Obligate progression precedes lung adenocarcinoma dissemination

Deborah R. Caswell, Chen Hua Chuang, Dian Yang, Shin Heng Chiou, Shashank Cheemalavagu, Caroline Kim-Kiselak, Andrew Connolly, Monte M. Winslow

Research output: Contribution to journalArticlepeer-review

28 Scopus citations

Abstract

Despite its clinical importance, very little is known about the natural history and molecular underpinnings of lung cancer dissemination and metastasis. Here, we used a genetically engineered mouse model of metastatic lung adenocarcinoma in which cancer cells are fluorescently marked to determine whether dissemination is an inherent ability or a major acquired phenotype during lung adenocarcinoma metastasis.
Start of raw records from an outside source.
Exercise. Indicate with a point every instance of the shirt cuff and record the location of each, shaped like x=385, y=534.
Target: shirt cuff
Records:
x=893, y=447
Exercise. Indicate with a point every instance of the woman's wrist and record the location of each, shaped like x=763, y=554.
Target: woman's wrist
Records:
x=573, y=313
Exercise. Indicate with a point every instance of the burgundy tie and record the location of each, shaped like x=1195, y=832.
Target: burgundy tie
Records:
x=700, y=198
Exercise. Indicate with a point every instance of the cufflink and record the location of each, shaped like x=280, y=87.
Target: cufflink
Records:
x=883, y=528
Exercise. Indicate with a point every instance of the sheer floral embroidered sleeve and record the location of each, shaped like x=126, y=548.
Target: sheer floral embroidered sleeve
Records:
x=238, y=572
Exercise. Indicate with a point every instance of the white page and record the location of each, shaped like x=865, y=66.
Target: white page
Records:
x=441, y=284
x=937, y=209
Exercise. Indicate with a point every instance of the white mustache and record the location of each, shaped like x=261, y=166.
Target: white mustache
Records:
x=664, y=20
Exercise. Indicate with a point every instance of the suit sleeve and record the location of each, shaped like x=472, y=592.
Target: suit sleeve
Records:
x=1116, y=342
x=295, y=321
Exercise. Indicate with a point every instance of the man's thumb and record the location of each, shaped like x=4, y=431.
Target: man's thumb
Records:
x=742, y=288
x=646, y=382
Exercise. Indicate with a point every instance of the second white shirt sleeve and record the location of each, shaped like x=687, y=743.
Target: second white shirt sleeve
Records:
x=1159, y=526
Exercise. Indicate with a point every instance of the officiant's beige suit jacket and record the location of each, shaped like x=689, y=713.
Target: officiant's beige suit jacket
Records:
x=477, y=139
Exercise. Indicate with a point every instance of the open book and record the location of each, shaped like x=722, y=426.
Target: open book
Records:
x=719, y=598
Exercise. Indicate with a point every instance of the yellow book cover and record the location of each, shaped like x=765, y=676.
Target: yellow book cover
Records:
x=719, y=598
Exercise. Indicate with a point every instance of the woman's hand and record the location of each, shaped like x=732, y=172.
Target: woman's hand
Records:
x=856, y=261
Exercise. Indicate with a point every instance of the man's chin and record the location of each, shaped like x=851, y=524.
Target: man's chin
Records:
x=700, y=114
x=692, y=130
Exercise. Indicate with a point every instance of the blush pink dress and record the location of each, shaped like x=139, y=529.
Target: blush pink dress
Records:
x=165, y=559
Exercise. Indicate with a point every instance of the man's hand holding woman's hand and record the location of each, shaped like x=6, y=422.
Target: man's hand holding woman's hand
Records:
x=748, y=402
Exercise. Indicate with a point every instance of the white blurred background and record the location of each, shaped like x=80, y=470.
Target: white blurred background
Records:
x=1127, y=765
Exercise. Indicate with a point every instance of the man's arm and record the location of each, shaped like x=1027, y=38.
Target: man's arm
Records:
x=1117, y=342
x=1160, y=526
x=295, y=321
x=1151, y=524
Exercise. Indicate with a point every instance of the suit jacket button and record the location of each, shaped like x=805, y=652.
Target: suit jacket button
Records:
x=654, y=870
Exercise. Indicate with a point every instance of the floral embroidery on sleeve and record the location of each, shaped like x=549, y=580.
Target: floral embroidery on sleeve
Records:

We find very little evidence for dissemination from oncogenic KRAS-driven hyperplasias or most adenocarcinomas. p53 loss is insufficient to drive dissemination but rather enables rare cancer cells in a small fraction of primary adenocarcinomas to gain alterations that drive dissemination. Molecular characterization of disseminated tumor cells indicates that downregulation of the transcription factor Nkx2-1 precedes dissemination. Finally, we show that metastatic primary tumors possess a highly proliferative subpopulation of cells with characteristics matching those of disseminating cells. We propose that dissemination is a major hurdle during the natural course of lung adenocarcinoma metastasis.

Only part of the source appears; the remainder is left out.